Noordse Kwikstaart, Motacilla thunbergi, 15 – 16 cm
Herkenning
De levendige Gele Kwikstaart kent vele ondersoorten, waarvan de Noordse er een is. Deze verschilt van de gewone Gele Kwikstaart (met zijn grijze kop) door zijn donkere (zwarte) bovenkop zonder wenkbrauwstreep. Bij de Noordse Kwikstaart is de borst geel, de rug en vleugels olijfgroen met witte buitenste staartpennen. De staart is duidelijk korter dan die van de Grote Gele Kwikstaart. De Noordse Kwikstaart wordt ook als aparte soort beschouwd.
Biotoop
Komt vooral voor in Noord-Scandinavië.
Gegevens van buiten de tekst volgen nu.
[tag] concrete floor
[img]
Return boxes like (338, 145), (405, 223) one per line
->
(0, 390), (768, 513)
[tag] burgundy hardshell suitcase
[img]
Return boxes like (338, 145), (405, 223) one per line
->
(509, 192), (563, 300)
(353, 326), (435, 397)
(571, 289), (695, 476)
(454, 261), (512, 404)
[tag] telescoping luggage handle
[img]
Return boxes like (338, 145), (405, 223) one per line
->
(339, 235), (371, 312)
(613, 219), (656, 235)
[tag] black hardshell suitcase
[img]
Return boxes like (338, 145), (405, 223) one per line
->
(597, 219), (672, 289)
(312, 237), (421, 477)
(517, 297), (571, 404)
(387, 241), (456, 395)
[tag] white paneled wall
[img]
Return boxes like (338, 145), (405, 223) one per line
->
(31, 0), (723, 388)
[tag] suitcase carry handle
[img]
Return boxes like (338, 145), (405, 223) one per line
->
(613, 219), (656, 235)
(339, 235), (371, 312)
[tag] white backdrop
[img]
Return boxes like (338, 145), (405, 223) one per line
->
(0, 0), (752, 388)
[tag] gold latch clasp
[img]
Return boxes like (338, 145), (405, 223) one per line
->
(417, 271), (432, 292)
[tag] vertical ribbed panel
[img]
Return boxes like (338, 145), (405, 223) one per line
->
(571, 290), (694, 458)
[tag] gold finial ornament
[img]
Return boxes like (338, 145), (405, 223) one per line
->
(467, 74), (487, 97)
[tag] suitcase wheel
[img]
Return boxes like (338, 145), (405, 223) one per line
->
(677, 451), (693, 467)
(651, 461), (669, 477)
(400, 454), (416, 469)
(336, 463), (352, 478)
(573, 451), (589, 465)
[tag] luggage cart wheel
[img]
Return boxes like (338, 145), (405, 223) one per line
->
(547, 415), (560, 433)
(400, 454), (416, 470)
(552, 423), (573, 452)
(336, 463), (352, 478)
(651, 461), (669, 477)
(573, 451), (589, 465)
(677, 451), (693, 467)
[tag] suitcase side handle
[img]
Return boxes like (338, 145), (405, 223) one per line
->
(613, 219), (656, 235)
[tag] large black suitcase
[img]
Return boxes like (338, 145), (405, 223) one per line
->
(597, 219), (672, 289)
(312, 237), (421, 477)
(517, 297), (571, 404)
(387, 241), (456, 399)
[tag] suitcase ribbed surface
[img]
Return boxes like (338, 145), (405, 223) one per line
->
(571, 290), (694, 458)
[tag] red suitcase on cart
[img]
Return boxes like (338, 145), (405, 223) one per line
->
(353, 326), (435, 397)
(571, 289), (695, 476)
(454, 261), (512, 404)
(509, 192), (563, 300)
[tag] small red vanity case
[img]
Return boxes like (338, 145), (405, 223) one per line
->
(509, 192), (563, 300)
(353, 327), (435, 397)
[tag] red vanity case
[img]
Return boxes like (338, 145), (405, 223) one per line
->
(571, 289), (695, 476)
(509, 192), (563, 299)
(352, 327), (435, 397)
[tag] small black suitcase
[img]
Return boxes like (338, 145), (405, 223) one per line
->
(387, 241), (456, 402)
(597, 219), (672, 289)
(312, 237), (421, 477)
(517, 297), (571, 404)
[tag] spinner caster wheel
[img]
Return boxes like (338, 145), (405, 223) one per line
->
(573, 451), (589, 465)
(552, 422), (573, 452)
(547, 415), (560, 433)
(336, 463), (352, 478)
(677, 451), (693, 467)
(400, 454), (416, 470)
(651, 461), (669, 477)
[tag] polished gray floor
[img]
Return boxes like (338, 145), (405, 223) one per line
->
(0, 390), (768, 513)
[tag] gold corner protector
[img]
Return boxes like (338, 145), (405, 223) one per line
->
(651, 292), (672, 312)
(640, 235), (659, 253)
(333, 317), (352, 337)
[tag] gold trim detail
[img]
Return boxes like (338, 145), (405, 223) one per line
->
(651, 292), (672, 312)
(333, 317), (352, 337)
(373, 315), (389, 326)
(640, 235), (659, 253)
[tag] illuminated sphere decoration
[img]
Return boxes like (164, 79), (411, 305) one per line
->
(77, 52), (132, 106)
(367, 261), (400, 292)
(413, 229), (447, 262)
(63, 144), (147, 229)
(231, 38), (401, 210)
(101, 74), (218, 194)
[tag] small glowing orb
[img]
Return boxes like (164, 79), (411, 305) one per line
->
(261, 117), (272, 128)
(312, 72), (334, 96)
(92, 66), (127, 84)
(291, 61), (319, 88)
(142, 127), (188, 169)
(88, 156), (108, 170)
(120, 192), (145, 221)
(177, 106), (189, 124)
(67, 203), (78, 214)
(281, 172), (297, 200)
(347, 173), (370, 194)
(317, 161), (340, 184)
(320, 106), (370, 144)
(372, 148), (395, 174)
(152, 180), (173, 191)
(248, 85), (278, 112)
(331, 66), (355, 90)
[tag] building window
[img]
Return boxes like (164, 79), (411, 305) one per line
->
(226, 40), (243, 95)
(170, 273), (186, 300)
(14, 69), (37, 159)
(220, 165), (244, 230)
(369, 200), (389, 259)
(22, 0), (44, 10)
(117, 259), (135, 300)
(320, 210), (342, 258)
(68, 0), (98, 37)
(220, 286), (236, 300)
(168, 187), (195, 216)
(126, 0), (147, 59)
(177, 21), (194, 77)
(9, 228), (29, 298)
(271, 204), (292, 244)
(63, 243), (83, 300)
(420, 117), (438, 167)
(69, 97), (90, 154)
Ze geven de voorkeur aan vochtige graslanden en akkers met lage vegetatie.
Geluid
Voedsel
Vangen al rennend en fladderend allerlei insecten. Vandaar dat ze de voorkeur geven aan lage vegetatie. Soms eten ze ook teken en insecten van de ruggen van dieren.
Broeden
De Noordse Kwikstaart maakt net als de andere Gele Kwikstaarten als nest een fraai kommetje in het gras van fijne stengeltjes, haar en wol. De vier tot zes eieren komen na elf tot dertien dagen uit. De jongen verlaten het nest al voor dat ze kunnen vliegen. Ze worden dan op de grond door de ouders verzorgd. Ze kunnen na ongeveer zestien dagen vliegen. De ouders zijn zeer waakzaam.
Aantallen in Nederland
Doortrekker vooral in het oosten van Nederland.
Aantallen in onze omgeving
Schaarse doortrekker in onze omgeving. Vaak samen met Gele Kwikstaarten. De meeste worden bij de telposten op de Maashorst gezien, maar dat kan ook komen omdat er daar meer op gelet wordt.